SSRs, or microsatellites, are tandem repeats of 1-6 nucleotide sequence motifs flanked by unique sequences . SSRs have become desirable molecular markers for gene tagging, germplasm evaluation, molecular-assisted selection and comparative mapping  because they have several advantages over other DNA markers, including being co-dominant, highly polymorphic, abundant, and distributed throughout the genome . The DNA sequence information generated from BAC-ends and anchored BACs in B. rapa by the BrGSP (e.g. http://www.brassica.bbsrc.ac.uk; http://www.brassica-rapa.org) provided an opportunity to evaluate the abundance and relative distribution of these SSRs in the whole genome [20, 21], and an excellent opportunity to develop a large number of markers with known map positions to establish direct links between genetic, physical, and sequence-based maps of the Brassica crop species.

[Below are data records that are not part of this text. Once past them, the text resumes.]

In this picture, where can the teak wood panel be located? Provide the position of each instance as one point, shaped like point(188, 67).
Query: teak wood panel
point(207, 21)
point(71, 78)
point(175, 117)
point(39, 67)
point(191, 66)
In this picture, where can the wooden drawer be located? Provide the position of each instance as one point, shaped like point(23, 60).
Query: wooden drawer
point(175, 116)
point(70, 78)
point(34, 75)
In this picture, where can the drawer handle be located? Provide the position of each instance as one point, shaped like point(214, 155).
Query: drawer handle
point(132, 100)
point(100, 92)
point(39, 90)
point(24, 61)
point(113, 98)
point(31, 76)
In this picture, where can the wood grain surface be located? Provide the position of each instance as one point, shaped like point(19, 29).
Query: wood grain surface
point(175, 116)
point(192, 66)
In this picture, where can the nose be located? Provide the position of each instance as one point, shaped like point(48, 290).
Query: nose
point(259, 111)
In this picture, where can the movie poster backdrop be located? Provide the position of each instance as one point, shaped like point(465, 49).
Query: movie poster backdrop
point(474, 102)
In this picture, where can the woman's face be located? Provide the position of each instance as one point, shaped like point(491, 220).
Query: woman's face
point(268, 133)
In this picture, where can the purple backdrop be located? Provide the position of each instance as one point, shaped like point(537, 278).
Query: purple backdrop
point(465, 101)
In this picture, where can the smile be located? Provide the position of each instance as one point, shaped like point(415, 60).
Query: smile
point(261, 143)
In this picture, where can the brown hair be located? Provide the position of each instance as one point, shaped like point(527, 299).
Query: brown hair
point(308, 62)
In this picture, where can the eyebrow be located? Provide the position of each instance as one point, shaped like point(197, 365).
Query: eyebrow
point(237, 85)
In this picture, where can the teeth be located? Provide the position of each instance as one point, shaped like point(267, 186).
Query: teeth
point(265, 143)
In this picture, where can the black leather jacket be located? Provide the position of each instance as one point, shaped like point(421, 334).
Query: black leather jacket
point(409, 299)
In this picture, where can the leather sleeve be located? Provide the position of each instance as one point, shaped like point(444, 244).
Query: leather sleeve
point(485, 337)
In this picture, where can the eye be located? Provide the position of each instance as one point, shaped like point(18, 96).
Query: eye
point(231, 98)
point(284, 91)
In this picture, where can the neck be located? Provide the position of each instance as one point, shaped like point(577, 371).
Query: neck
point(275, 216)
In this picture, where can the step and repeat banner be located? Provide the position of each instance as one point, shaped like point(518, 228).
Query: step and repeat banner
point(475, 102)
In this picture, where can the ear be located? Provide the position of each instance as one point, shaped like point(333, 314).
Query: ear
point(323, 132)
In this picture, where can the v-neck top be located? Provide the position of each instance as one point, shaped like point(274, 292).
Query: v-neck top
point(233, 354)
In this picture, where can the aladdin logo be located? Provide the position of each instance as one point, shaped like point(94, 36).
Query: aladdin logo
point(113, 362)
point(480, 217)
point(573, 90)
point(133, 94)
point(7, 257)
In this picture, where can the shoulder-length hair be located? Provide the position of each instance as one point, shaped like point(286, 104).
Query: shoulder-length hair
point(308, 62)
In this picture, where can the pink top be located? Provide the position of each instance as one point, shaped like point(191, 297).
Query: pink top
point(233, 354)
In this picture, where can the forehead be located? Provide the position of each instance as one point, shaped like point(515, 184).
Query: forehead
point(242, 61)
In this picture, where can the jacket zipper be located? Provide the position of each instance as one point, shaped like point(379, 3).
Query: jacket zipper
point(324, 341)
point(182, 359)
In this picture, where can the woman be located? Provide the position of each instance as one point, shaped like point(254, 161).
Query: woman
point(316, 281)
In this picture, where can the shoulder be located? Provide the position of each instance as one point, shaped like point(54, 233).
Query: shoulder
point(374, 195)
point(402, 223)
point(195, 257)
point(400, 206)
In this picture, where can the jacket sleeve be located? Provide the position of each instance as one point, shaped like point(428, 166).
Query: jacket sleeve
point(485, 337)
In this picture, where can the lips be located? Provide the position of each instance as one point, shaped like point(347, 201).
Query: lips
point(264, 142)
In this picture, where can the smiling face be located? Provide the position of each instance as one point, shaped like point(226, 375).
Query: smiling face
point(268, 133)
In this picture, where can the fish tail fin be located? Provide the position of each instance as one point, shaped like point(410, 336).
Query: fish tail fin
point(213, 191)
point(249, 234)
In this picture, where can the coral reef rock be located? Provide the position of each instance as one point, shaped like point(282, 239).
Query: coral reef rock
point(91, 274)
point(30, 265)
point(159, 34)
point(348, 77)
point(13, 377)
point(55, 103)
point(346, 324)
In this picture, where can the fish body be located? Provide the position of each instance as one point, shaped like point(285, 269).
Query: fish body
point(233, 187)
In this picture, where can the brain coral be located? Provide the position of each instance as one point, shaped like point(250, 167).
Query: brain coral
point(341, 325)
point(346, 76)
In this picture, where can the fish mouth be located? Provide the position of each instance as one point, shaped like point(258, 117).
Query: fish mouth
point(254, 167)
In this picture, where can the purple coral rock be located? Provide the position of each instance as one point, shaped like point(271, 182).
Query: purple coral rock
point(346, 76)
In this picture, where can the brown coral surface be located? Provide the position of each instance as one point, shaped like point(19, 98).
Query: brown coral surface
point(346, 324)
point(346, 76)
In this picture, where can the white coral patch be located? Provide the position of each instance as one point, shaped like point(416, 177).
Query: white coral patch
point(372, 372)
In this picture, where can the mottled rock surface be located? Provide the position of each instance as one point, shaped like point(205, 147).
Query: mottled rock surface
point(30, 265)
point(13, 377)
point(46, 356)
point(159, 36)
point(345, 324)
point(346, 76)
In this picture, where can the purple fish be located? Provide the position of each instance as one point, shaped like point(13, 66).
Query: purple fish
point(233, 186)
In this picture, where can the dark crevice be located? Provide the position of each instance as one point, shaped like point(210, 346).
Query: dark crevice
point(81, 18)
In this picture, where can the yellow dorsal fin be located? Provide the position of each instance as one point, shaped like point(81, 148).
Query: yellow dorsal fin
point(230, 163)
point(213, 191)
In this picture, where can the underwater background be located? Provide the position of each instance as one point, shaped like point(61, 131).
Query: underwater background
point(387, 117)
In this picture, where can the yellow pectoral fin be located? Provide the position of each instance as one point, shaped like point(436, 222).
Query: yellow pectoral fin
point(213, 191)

To utilize the invaluable genomic resources developed in B. rapa for genome analysis and genetic improvement in B. napus and other cultivated Brassica species, it is necessary to integrate the genetic and physical maps to the existing B. napus genetic maps [22, 23]. The objectives of this study were to develop SSR markers from publicly available sequenced BACs in B. rapa, to integrate these markers to the existing B. napus linkage map , and to anchor these sequenced BACs and their associated BAC contigs to the A genome in B. napus. Here we report the identification and characterization of SSRs derived from sequenced BACs in B. rapa and the construction of an integrated genetic map in the A genomes of B. napus.